Abstract
Muscle carnitine palmitoyltransferase II (CPT II) deficiency is associated with various mutations in CPT2 gene. In the present study, the impact of the two CPT II variants P50H and Y479F were characterized in terms of stability and activity in vitro in comparison to wildtype (WT) and the well investigated variant S113L. While the initial enzyme activity of all variants showed wild-type-like behavior, the activity half-lives of the variants at different temperatures were severely reduced. This finding was validated by the investigation of thermostability of the enzymes using nano differential scanning fluorimetry (nanoDSF). Further, it was studied whether the protein stabilizing diphosphatidylglycerol cardiolipin (CL) has an effect on the variants. CL indeed had a positive effect on the stability. This effect was strongest for WT and least pronounced for variant P50H. Additionally, CL improved the catalytic efficiency for CPT II WT and the investigated variants by twofold when carnitine was the varied substrate due to a decrease in KM. However, there was no influence detected for the variation of substrate palmitoyl-CoA. The functional consequences of the stabilization by CL in vivo remain open.
Highlights
The β-oxidation of long-chain fatty acids (LCFAs) is the major source of energy for skeletal muscle
The so-called carnitine shuttle consists of carnitine palmitoyltransferase I (CPT I), carnitine:acylcarnitine translocase (CACT) and carnitine palmitoyltransferase II (CPT II)

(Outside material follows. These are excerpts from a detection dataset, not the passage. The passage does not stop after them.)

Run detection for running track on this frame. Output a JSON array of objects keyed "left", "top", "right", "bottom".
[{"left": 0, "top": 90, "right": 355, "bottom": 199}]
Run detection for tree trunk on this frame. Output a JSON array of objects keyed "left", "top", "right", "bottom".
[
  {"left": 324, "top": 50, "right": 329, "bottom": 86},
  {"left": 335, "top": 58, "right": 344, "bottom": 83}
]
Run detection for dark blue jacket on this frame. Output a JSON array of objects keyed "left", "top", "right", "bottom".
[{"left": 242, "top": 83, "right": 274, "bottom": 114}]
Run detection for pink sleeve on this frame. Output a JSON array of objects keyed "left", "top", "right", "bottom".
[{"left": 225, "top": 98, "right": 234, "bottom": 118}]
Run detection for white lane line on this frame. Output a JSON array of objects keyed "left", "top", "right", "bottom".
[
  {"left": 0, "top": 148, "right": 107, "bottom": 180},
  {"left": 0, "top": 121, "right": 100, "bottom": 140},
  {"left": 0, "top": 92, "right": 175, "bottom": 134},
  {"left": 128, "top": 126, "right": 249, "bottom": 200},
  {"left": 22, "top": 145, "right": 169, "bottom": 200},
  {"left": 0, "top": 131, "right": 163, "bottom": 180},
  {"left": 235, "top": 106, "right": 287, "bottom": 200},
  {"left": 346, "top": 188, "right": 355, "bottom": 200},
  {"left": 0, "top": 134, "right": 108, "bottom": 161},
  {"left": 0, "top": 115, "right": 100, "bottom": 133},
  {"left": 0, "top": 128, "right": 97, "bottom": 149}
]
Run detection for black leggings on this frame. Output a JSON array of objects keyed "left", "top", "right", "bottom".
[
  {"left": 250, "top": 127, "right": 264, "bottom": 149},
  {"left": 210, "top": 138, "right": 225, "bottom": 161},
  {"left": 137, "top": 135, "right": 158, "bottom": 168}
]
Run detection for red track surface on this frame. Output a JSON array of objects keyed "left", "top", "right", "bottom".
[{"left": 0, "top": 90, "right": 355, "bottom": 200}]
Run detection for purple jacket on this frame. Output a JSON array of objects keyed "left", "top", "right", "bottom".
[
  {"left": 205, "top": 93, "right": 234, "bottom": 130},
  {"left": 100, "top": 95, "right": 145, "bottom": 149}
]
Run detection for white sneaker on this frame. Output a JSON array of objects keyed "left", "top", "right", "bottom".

The enzyme assay was based on an adaptation of Rufer et al [30] for the transfer reaction of the palmitic acid from palmitoyl-CoA to L-carnitine
Summary
The β-oxidation of long-chain fatty acids (LCFAs) is the major source of energy for skeletal muscle. The entry of LCFAs into the mitochondria requires a carnitine-dependent transport system [1] (Figure 1). The so-called carnitine shuttle consists of carnitine palmitoyltransferase I (CPT I), carnitine:acylcarnitine translocase (CACT) and carnitine palmitoyltransferase II (CPT II). CPT I is an integral outer mitochondrial membrane protein and converts acyl-CoAs to acylcarnitines, which are released into the intermembrane space. Acylcarnitines are translocated into the mitochondrial matrix by CACT in exchange with unesterified carnitine. CPT II, located on the inner mitochondrial membrane, catalyzes the reconversion of acylcarnitines to acyl-CoAs, thereby providing substrates for β-oxidation [1,2]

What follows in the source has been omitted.